The idea that the God of the Bible existed as three distinct persons all rolled into one deity has had support from pre-medieval clergy unto the present, but is the term 'trinity' an accurate term based on biblical scripture?
The word 'trinity' itself appeared in the 2nd century in the Greek writings of a theologian named Theophilus of Antioch. However, his use of the word did not carry the same meaning as it would in later centuries concerning a Godhead. He writes, "In like manner also the three days which were before the luminaries, are types of the trinity of God, and His Word, and His wisdom." A later understanding of the trinity would be the Father, the Son, and the Holy Spirit.
The latter interpretation appeared in the writings of the Catholic theologian Tertullian who was noted as the first to use the word trinity in Latin. Arguing against those at the time who did not believe in a trinity, Tertulllian writes,
The numerical order and distribution of the Trinity they assume to be a division of the Unity...They are constantly throwing out against us that we are preachers of two gods and three gods, while they take to themselves pre-eminently the credit of being worshippers of the One God."
Tertullian's trinitarian view was later defended and established by the Catholic Church in the 4th century in its Nicene Creed. This Creed was considered law by the early Catholic Church and those who opposed it with an alternate viewpoint, were quickly sought out as being heretics. Concerning this issue, the Creed states,
But those who say: 'There was a time when he was not;' and 'He was not before he was made;' and 'He was made out of nothing,' or 'He is of another substance' or 'essence,' or 'The Son of God is created,' or 'changeable,' or 'alterable'—they are condemned by the holy catholic and apostolic Church."
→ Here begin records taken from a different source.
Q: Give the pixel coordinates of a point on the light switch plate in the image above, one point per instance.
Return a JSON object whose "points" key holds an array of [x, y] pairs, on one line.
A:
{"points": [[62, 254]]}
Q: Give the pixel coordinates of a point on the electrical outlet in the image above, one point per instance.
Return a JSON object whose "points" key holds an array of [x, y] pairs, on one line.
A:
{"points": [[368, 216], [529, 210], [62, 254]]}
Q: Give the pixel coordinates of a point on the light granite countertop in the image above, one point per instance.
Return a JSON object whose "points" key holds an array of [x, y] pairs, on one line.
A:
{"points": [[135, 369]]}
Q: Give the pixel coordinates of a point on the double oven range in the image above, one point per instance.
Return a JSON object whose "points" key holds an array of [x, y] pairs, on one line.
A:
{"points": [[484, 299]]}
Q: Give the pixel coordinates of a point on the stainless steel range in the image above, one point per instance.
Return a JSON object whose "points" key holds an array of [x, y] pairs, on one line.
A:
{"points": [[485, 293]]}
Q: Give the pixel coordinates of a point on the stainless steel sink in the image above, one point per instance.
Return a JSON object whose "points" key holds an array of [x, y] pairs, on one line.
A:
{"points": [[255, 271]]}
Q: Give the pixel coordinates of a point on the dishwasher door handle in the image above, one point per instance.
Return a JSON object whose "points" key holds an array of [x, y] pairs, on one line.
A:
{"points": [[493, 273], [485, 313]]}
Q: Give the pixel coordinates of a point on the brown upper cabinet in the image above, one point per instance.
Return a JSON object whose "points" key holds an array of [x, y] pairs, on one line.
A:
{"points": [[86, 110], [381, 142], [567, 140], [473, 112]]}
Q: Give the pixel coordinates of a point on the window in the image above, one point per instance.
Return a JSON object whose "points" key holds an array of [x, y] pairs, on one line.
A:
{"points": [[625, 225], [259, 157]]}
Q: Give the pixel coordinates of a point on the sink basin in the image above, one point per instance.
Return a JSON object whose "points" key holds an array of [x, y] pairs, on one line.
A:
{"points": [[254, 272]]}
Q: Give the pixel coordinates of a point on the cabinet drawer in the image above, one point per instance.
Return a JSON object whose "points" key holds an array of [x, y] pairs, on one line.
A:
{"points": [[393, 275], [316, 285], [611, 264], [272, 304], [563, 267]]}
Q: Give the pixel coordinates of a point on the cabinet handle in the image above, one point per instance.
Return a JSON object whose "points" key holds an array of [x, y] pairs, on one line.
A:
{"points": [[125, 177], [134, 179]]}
Protestants later adopted the trinity formula from the Catholics, and in most modern denominations, the trinity doctrine is taught and adhered to. Instead of the finger pointing and declaring of non-believers of this formula as being heretics, non-trinitarians are simply seen as those who do not understand the 'mystery of the trinity' in current times. However, to support their view of the trinity's existence, both Catholics and Protestants turn to scripture.
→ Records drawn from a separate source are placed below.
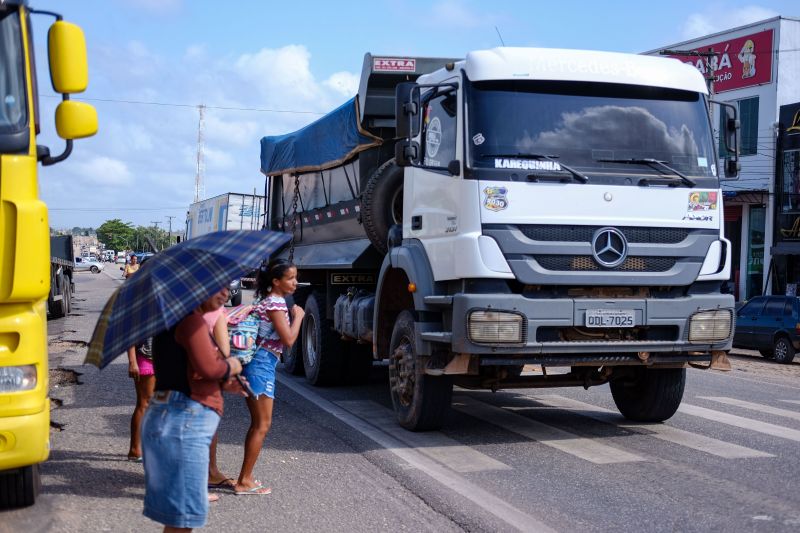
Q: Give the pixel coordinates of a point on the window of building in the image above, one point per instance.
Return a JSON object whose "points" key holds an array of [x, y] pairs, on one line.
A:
{"points": [[748, 118]]}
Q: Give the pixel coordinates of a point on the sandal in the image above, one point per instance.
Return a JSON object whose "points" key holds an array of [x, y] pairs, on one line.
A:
{"points": [[225, 484]]}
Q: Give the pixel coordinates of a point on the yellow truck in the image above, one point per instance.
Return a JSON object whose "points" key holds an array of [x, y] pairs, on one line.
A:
{"points": [[24, 235]]}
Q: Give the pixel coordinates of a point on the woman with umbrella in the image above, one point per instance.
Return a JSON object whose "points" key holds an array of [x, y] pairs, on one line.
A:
{"points": [[182, 418]]}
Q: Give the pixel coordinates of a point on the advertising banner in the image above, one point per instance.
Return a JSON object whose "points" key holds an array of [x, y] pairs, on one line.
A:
{"points": [[742, 62]]}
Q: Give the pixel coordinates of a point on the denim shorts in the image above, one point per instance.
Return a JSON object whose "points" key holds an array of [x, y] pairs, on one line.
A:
{"points": [[176, 435], [260, 373]]}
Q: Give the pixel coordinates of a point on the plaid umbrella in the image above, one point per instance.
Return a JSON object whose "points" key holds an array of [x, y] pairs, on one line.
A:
{"points": [[173, 283]]}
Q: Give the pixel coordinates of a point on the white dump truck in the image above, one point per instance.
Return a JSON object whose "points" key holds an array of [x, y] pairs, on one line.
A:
{"points": [[464, 218]]}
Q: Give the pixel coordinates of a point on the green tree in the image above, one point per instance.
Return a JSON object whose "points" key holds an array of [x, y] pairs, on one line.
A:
{"points": [[115, 234]]}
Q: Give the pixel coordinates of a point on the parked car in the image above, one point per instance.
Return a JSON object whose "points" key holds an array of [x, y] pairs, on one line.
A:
{"points": [[771, 325], [84, 264]]}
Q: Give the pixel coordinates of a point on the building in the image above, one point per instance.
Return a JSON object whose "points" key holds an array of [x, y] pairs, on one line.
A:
{"points": [[755, 68]]}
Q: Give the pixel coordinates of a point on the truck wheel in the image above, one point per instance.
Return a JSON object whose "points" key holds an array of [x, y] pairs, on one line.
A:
{"points": [[19, 488], [236, 300], [322, 347], [293, 357], [421, 402], [784, 351], [382, 203], [59, 308], [650, 395]]}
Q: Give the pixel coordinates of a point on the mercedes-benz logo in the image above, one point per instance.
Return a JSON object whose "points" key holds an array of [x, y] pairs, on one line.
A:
{"points": [[609, 247]]}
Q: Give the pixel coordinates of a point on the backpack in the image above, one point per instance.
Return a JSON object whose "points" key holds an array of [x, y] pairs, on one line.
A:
{"points": [[243, 331]]}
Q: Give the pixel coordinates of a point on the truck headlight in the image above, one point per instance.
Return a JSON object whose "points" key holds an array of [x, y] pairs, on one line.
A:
{"points": [[710, 326], [496, 327], [17, 378]]}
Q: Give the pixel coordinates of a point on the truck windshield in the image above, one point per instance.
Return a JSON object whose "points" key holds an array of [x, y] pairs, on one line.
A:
{"points": [[596, 129], [13, 112]]}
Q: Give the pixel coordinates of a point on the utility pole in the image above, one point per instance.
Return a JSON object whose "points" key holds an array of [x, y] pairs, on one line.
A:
{"points": [[170, 228]]}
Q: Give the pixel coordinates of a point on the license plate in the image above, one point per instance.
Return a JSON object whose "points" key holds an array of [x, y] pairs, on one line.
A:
{"points": [[610, 318]]}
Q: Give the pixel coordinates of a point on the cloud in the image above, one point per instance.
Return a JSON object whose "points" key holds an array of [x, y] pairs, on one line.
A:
{"points": [[103, 171], [454, 14], [344, 83], [708, 22]]}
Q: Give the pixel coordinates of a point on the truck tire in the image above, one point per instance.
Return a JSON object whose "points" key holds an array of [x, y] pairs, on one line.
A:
{"points": [[60, 308], [650, 395], [322, 347], [19, 488], [293, 357], [784, 350], [420, 401], [382, 203]]}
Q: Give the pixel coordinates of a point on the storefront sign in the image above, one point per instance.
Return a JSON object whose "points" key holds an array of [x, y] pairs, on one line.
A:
{"points": [[741, 62]]}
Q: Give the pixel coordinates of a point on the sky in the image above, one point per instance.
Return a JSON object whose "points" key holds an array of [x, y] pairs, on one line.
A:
{"points": [[269, 68]]}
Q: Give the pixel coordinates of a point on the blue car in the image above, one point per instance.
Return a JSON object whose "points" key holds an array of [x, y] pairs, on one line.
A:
{"points": [[771, 325]]}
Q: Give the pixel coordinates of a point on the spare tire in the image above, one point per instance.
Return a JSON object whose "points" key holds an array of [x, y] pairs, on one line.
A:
{"points": [[382, 203]]}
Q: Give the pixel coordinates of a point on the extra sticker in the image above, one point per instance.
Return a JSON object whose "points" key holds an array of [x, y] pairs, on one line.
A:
{"points": [[495, 198], [702, 201]]}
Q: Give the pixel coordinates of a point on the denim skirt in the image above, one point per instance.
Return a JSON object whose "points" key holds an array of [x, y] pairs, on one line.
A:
{"points": [[176, 436], [260, 373]]}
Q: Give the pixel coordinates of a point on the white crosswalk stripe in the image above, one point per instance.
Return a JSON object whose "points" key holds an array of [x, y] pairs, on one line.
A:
{"points": [[754, 406], [663, 432], [741, 422], [435, 445], [589, 449]]}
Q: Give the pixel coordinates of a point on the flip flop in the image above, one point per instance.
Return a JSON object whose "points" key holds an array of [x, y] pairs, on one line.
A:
{"points": [[225, 484], [255, 491]]}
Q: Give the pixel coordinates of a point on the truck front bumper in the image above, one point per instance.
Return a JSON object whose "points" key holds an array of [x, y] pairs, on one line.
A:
{"points": [[24, 440], [557, 327]]}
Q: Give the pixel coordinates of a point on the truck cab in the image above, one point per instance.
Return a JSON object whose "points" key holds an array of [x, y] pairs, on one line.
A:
{"points": [[25, 261]]}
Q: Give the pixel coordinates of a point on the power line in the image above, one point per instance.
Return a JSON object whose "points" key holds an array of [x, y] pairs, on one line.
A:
{"points": [[172, 104]]}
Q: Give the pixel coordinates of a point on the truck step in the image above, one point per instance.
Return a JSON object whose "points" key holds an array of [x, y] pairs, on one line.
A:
{"points": [[439, 301], [437, 336]]}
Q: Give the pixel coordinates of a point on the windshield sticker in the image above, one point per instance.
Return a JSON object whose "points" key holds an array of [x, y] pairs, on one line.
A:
{"points": [[433, 137], [702, 201], [527, 164], [495, 198]]}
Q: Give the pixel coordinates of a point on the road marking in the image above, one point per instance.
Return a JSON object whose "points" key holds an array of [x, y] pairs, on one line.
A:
{"points": [[741, 422], [754, 406], [435, 445], [588, 449], [663, 432], [484, 499]]}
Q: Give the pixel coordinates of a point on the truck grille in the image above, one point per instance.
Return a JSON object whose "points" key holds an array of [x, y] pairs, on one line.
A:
{"points": [[585, 263], [547, 233]]}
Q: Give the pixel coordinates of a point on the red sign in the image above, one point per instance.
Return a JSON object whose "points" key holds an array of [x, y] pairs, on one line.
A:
{"points": [[741, 62], [386, 64]]}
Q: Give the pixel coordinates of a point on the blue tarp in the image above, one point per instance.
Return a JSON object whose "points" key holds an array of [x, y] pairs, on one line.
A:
{"points": [[323, 144]]}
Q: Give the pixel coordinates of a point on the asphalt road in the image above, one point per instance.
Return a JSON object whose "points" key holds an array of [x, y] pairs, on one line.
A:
{"points": [[531, 460]]}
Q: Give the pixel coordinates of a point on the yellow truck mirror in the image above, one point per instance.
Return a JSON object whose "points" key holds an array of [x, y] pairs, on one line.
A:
{"points": [[75, 120], [69, 69]]}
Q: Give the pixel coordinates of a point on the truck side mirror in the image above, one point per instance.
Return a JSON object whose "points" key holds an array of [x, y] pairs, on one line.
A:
{"points": [[69, 69], [730, 137], [406, 110]]}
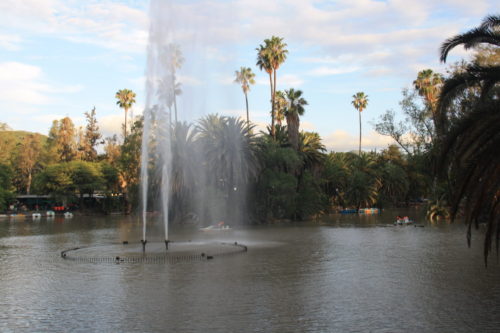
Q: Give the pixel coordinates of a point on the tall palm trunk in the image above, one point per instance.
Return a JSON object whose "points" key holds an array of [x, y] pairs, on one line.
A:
{"points": [[272, 104], [125, 129], [359, 153], [274, 100], [175, 99], [175, 109], [28, 186], [293, 123], [248, 118]]}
The most notable passage in the Bible that trinitarians cite as evidence for a trinity is in Matthew 28:19. The passage reads, "Travel then, making disciples of all the nations, immersing them into the name of the Father, and of the Son and of the Holy Spirit." For centuries, this passage has been the main driver for the argument for three persons in one. However, the Bible itself never uses the word trinity to describe the passage above.
An alarming example of this teaching possibly being forced on the Bible is the controversy surrounding another passage in the Bible used by many trinitarians. In 1 John 5:7, certain translations, most notably the early King James Version reads, "There are three that testify in heaven, the Father, the Word, and the Holy Spirit, and these three are one." This passage would seem like sheer evidence to support the trinity argument, however, most of the earliest Greek manuscripts and subsequent translations do not have this sentence. Scholars believe the passage is a later addition.
In the Old Testament, Moses was credited for affirming the oneness of God when he said, "Hear, Israel, the Lord our God, the Lord is one." Jesus even quoted Moses, saying that this was even a part of the first commandment. So what then was the need to complicate the simplicity of the one God formula into three as one? Was it a matter of church dogma blended with personal interpretations? Or did the Catholic Church itself not fully grasp God's entity?
The Bible establishes that God, the Father is a spiritual being who created all things. John chapter 1 reveals that Jesus is the word in which God spoke and created all things with. The Holy Spirit is the breath of God. The word spirit in Hebrew is 'Rooakh' which literally means breath/spirit. An example of this would be one God and His powers as opposed to three distinct persons.
For example, if a man blows out a candle, can it be said that the breath that blew out the candle is distinct from the man, making them a duality? Or if a radio personality's voice is played as a recording in California, yet the radio host lives in New York, is his voice now distinct from him as to call this a duality as well? God can be seen as the one who sent his powers into the world, as the man who sent his breath across the candle, or the radio host who sits on one coast while his voice is played on another.
This all equals one entity. Adding the trinity formula seems to complicate the issue no matter how well one believes they can explain it. However, the trinity doctrine does not seem to be fleeing anytime soon. The early Catholic Church seems to have put an eternal staple on the argument to which a vast number of denominations have accepted as biblical truth.